Cependant pour obliger1 la personne à
participer au financement des charges communes, la plupart des
législations fiscales des Etats comportent des dispositions qui
permettent à ceux-ci d'imposer le contribuable sur la valeur locative de
la ou des résidences situées sur son territoire, c'est le cas
pour la France au travers de son article 164 C du CGI, en ce que la personne
domiciliée à l'étranger qui détient en France d'une
résidence sans posséder de revenus reste imposable en France sur
trois fois la valeur locative, la personne qui désire donc avoir une
résidence secondaire en France, voyant là une sorte de
législation offshore doit être avertie.
Ce type de dispositions2 peut paraitre arbitraire,
mais la législation fiscale française et ainsi faite, on peut y
voir là un trait obscur de la législation fiscale
française, mais comme nous le savons l'appréciation du
privilège fiscal est sujette à mûre
réflexion et à des analyses qui sont fonctions de la
personne qui la fait (on citera l'exemple du régime fiscal de faveur
présent en France pour les groupes qui peut apparaitre comme un
privilège fiscal, alors que pour certains auteurs c'est tout le
système fiscale français dans son ensemble qui est complexe.
La frontière entre l'optimisation fiscale et la
finalité des mécanismes offshores est sujette à
l'interprétation prétorienne lorsque des litiges interviennent
dans le cadre de la détermination de cette frontière
ténue. Il convient dès lors de comprendre où est la
distinction entre optimisation et évasion fiscale après pris
connaissance dans le cadre de ces recherches des législations fiscales
applicables et des mécanismes offshores possibles.
B. La distinction entre optimisation et évasion
fiscales : une définition juridique des concepts
indispensable :
Dans les deux cas : à la fois dans le cadre de
l'optimisation et dans l'évasion fiscale, la quête est la
même : la réduction maximale de l'imposition.

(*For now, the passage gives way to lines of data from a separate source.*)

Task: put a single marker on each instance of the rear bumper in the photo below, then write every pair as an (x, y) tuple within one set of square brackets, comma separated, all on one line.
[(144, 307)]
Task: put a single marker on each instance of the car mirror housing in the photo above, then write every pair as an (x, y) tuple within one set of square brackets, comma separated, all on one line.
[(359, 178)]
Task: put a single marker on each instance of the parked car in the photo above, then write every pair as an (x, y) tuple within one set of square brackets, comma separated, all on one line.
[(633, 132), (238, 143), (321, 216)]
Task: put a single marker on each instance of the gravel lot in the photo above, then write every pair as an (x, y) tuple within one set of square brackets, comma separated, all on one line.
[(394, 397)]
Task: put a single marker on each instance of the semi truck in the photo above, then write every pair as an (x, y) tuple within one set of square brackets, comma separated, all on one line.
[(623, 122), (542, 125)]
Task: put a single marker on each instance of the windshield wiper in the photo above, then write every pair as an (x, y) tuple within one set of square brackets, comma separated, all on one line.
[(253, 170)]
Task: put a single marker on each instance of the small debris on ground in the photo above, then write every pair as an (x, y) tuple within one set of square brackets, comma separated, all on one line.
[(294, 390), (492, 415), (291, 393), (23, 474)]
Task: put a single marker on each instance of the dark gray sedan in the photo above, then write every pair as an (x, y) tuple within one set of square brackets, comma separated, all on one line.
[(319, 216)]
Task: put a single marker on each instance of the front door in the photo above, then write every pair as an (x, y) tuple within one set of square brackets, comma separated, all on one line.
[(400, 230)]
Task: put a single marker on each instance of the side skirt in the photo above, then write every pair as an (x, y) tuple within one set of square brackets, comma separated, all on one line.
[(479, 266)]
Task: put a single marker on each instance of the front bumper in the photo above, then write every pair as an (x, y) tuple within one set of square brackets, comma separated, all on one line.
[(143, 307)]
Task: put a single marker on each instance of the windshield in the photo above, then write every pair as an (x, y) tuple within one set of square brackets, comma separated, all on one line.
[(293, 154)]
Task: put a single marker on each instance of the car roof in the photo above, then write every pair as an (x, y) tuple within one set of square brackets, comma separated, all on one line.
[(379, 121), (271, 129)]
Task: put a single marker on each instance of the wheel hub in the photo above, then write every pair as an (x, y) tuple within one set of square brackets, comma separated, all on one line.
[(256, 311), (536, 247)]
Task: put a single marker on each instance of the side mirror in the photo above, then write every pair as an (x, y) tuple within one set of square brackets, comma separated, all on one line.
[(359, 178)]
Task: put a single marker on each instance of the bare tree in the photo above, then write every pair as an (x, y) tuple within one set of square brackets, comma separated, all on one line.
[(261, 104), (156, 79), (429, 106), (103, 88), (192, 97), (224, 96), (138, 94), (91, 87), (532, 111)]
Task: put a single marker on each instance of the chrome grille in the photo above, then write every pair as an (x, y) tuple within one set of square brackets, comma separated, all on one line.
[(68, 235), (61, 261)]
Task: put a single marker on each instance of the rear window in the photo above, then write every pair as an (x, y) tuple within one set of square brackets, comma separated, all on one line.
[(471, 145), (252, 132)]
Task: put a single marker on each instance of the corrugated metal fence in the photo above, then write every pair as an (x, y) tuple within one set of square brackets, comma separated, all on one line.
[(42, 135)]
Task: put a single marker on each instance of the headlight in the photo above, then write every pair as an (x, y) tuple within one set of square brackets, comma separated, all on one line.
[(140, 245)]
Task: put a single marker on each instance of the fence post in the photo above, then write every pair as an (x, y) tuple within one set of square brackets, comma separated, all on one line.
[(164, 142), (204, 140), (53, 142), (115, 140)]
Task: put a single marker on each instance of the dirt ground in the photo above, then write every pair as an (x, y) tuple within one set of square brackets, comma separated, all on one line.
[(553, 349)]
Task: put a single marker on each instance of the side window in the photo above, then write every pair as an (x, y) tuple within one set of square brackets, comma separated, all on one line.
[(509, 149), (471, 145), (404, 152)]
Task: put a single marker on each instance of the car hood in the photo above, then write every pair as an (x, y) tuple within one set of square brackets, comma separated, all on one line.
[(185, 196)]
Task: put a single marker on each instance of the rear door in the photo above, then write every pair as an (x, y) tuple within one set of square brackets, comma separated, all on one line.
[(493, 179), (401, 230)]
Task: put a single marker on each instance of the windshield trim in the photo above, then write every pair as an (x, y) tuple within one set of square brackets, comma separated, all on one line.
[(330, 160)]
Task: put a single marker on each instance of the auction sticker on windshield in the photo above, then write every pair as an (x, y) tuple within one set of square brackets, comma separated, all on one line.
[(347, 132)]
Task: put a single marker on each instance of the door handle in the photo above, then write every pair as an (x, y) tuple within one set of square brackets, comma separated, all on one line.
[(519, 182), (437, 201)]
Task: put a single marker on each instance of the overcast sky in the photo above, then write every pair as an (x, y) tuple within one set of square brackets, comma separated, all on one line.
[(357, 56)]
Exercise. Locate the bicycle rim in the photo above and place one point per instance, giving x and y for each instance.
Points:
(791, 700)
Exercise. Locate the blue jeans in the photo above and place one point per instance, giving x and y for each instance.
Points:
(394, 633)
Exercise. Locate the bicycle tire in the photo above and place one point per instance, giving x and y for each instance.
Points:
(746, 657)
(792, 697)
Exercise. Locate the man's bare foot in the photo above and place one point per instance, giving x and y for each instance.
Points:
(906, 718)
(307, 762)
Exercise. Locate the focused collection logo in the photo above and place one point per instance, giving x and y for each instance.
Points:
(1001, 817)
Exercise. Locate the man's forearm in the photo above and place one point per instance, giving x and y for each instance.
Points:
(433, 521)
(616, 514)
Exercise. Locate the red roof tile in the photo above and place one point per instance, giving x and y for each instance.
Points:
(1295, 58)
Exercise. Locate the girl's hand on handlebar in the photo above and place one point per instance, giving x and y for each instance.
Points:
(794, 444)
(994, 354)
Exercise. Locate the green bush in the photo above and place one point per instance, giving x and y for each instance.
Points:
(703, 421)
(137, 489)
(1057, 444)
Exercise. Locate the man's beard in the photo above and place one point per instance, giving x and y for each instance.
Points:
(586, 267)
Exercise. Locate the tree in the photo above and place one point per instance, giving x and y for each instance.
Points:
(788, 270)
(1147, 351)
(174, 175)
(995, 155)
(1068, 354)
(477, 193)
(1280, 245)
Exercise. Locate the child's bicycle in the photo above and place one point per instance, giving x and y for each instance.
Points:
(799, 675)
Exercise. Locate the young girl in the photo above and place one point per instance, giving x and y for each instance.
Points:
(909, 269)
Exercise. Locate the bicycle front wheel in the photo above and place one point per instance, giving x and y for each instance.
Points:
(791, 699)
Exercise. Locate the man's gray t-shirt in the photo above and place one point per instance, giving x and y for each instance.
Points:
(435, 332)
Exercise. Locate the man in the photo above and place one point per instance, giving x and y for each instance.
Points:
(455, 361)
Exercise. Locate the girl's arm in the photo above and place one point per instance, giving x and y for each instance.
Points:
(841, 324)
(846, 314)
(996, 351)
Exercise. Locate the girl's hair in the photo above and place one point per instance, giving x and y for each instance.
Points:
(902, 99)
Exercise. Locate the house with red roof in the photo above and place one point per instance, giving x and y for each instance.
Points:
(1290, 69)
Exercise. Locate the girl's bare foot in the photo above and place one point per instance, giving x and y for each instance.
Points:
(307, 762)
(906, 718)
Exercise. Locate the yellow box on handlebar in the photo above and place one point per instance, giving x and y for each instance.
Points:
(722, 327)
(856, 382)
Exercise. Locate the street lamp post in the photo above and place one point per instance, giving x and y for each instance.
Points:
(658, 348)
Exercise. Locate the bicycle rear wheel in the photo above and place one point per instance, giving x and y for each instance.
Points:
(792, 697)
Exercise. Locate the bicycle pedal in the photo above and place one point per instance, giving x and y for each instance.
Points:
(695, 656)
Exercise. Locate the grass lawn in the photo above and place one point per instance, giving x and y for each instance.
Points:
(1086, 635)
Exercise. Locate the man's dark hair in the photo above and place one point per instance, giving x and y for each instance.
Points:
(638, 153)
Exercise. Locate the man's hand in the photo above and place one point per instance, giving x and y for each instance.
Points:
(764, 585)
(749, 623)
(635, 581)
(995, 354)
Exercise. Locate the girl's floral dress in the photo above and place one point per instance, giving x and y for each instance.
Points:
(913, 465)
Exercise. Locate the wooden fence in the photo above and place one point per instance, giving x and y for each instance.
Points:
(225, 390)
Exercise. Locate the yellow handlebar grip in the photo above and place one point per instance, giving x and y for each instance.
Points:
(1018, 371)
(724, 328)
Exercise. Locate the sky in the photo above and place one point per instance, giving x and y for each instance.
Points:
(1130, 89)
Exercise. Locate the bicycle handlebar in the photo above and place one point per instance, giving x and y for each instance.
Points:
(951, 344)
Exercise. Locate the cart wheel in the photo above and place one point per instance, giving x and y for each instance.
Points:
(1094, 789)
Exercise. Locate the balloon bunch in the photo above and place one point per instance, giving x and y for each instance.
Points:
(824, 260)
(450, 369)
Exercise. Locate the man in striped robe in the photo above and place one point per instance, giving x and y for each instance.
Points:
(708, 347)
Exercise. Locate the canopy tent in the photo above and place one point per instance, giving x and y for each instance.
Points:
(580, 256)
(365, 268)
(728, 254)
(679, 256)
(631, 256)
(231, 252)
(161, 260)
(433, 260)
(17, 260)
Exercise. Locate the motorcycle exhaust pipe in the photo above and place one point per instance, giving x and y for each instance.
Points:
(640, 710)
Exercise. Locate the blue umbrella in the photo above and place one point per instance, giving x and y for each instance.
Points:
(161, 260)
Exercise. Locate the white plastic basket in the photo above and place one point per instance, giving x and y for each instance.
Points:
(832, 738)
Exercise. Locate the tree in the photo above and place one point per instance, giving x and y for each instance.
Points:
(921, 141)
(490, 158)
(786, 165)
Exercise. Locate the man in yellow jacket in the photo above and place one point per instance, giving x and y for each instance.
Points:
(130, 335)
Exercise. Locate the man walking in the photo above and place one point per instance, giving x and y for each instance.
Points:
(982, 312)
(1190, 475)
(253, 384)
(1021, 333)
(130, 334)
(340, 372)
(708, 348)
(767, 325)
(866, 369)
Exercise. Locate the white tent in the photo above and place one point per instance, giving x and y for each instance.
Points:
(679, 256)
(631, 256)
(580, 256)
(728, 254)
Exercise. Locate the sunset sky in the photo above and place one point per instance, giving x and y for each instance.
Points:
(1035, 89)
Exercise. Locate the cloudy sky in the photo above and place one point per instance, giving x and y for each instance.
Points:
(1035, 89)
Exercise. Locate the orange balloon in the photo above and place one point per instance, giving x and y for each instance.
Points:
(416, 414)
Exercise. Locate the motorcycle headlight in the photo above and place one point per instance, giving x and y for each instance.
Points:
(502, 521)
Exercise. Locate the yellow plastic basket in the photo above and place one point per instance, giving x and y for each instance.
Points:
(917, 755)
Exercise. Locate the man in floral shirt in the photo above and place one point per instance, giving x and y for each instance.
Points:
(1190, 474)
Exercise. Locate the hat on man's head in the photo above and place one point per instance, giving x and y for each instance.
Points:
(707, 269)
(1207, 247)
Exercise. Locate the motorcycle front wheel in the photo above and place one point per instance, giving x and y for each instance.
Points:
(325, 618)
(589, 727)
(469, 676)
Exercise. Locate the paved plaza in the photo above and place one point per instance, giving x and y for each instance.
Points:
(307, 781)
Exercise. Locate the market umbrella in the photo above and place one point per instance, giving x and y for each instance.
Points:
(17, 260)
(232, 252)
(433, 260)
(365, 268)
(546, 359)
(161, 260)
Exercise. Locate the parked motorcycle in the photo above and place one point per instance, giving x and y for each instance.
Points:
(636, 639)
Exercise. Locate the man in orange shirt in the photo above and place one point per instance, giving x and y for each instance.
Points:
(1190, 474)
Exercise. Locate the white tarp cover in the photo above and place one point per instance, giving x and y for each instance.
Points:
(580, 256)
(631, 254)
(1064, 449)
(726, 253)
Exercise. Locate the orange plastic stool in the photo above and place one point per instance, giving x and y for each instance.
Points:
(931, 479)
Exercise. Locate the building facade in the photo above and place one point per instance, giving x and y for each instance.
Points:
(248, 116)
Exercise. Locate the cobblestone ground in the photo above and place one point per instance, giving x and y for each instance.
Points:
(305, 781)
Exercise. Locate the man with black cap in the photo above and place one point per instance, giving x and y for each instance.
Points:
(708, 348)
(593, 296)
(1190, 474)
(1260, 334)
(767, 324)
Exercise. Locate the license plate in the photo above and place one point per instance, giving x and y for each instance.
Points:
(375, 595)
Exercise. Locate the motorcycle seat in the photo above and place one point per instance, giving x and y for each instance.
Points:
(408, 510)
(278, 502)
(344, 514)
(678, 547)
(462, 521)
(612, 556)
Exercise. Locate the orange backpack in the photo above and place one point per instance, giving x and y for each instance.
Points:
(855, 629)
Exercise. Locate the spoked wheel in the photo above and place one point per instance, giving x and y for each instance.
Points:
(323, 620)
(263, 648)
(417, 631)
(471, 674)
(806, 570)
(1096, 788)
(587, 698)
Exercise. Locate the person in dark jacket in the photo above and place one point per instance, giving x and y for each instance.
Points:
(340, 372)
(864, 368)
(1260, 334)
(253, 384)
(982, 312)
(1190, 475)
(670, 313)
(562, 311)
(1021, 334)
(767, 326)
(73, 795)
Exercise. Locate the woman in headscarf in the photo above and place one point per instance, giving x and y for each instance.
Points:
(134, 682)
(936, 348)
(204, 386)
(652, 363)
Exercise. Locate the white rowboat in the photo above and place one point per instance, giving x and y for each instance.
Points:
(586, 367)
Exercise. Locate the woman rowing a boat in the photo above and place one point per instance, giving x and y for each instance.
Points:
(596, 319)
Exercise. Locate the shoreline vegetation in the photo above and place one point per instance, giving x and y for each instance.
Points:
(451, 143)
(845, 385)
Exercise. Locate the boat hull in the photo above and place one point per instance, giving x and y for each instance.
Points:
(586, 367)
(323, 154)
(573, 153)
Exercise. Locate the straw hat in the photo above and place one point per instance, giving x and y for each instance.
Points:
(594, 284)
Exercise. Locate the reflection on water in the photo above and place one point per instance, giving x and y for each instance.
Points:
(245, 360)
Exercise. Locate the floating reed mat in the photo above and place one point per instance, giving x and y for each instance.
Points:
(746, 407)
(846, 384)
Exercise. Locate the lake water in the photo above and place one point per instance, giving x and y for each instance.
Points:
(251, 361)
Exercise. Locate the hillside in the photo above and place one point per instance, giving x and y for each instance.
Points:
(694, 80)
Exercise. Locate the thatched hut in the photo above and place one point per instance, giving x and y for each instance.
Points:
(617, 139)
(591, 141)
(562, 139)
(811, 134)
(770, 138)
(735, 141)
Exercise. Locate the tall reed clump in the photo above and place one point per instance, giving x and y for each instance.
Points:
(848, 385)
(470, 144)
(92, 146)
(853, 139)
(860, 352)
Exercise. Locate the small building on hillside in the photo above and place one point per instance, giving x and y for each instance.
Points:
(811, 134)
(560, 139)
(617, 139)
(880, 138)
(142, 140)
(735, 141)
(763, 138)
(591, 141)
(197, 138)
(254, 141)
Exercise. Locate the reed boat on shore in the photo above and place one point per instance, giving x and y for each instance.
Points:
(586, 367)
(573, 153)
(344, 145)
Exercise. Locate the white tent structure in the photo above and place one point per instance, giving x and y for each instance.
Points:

Ces deux notions ont pour particularité d'être des
concepts qui ne sont l'objet d'aucune dénotation, or, il est très
ardue de comparer deux éléments qui ne sont pas
définissable. En effet, les seules définitions possibles
résultent d'une réflexion qui parfois n'aboutit à rien de
concret.
Une normalisation de ces concepts est requise en ce sens que l'on
ne peut fonder la commission d'une fraude fiscale alors qu'au préalable
aucune définition légale n'est faite.
a. La distinction doctrinale des deux notions :
L'analyse jurisprudentielle nous permet de dégager les
principales caractéristiques de ces deux concepts
1 : « Les Chantiers fiscaux à
engager », édition l'Harmattan, Thierry Lambert, 2002 /
2 : www.senat.fr /
3 :www.etudes-fiscales-internationales.com/evasion-fiscale-inte/
· Optimisation fiscale :
L'optimisation fiscale est relative pour certains auteurs
à l'habileté et l'intelligence du contribuable de faire sienne la
législation afin que celle-ci la serve. Dans le cadre de notre
étude, il s'agirait donc d'avoir recours aux législations
fiscales internationales pour pouvoir tirer un bénéfice de
l'assujettissement à ces dernières.
Cette notion est, en principe, acceptée par à peu
près tous les Etats et ses conséquences, licites, sont
également reconnus. En France, il est de jurisprudence constante qu'en
présence de deux techniques juridiques dont la finalité est
identique, il est licite d'opérer un choix en fonction de la
fiscalité. En d'autres termes, entre deux solutions qui emportent les
mêmes effets juridiques, le contribuable est en droit de choisir celle
qui minimise sa charge fiscale.
· La fraude fiscale :
La fraude fiscale est la violation de la loi fiscale afin de ne
pas se soumettre aux charges fiscales qui incombent normalement au
contribuable. La fraude fiscale présente deux aspects que l'on retrouve
souvent dans le domaine juridique : c'est l'aspect matériel en ce
sens qu'il y a une violation matérielle de la loi, mais aussi l'aspect
intentionnel.
Cet aspect se caractérise par le fait que la violation
doit être conduite en connaissance de cause, le contribuable qui commet
une telle violation le fait avec la conscience de le faire, et la
volonté délibérée.
La fraude fiscale se rapproche clairement de la faute
pénale, or le juge ne peut la qualifier en tant que telle.
· L'évasion fiscale :
La notion d'évasion n'existe pas en droit fiscal ou civil
français, l'expression évasion fiscale est ambiguë. Son sens
général est l'évitement de l'impôt en
déplaçant tout ou partie d'un patrimoine ou d'une activité
vers un autre pays (l'expression paradis fiscal étant alors
fréquemment présente à proximité), sans que le
citoyen concerné s'expatrie lui-même (ce serait alors une
expatriation fiscale).
L'évasion fiscale représente donc une zone grise
entre optimisation et fraudes fiscale, c'est l'objet de nos recherches.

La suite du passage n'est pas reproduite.